Khaleej Times, Wednesday, May 03, 2023 | Shawwal 13, 1444
Eshraq shareholders approve cross-listing and share buyback up to Dh110m
Emirates:
Eshraq Investments PJSC announced on Monday that its
shareholders approved acquisition of an additional 7 per cent shares under its
share buyback programme for up to Dh110 million.
The additional share buyback comes on the back of the request from the
shareholders at its annual general meeting held on April 28, 2023 where
shareholders recommended the company to increase the shareholder distribution
via an increased share buyback programme and replace cash dividend.
The buyback will capitalise on the current share price discount compared to the
company’s book value. As of date, the company holds 93.06 million treasury
shares. As part of the company’s current buyback programme, Eshraq has bought
back 70.5 million shares since August 2022 at an average price of Dh0.4977,
generating a book value gain of Dh32.73 million to its shareholders. The
increased share buyback is expected to enhance shareholder value on account of
acquisition at a discount to Eshraq’s book value.
The additional buyback is subject to Securities and Commodities Authority
approval.
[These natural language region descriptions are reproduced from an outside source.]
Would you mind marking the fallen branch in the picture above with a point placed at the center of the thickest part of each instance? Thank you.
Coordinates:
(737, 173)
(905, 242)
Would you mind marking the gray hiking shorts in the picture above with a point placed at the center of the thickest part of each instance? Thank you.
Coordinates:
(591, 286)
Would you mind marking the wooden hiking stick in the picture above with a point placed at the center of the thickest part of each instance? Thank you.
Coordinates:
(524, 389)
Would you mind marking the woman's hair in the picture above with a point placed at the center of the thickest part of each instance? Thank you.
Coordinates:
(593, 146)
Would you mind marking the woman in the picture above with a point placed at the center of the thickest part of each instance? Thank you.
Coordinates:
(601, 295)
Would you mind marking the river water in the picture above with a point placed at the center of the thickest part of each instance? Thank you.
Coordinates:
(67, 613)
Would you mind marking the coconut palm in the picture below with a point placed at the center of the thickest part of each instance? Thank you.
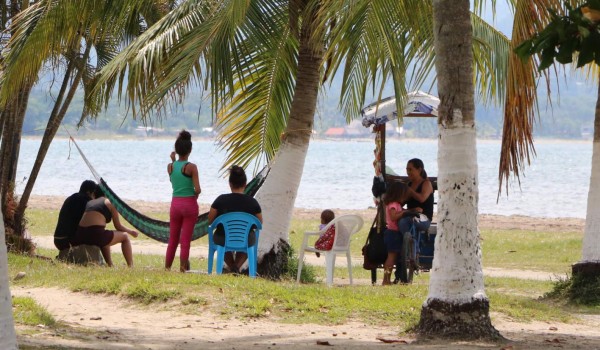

At the Company’s AGM, the shareholders also approved via a special
resolution the renewal of company’s plans to cross-list its shares on the Saudi
Stock Exchange (Tadawul).
Jassim Alseddiqi, Chairman of Eshraq Investments, said: “We are pleased to
announce shareholder endorsement for an increase in share buyback. At the AGM,
the shareholders proposed to opportunistically allocate the capital for buybacks
versus dividend payment to benefit from the prevailing share price discount to
Eshraq’ book value. The additional share buyback will further enhance long term
shareholder value due to purchase of shares at a discount to book value. Eshraq
has consistently delivered returns accretive to our shareholders, driven by a
balanced and assertive strategy to enhance profitability. Going forward, we
remain committed to leveraging opportunities to unlock further growth while
delivering exceptional value to shareholders.”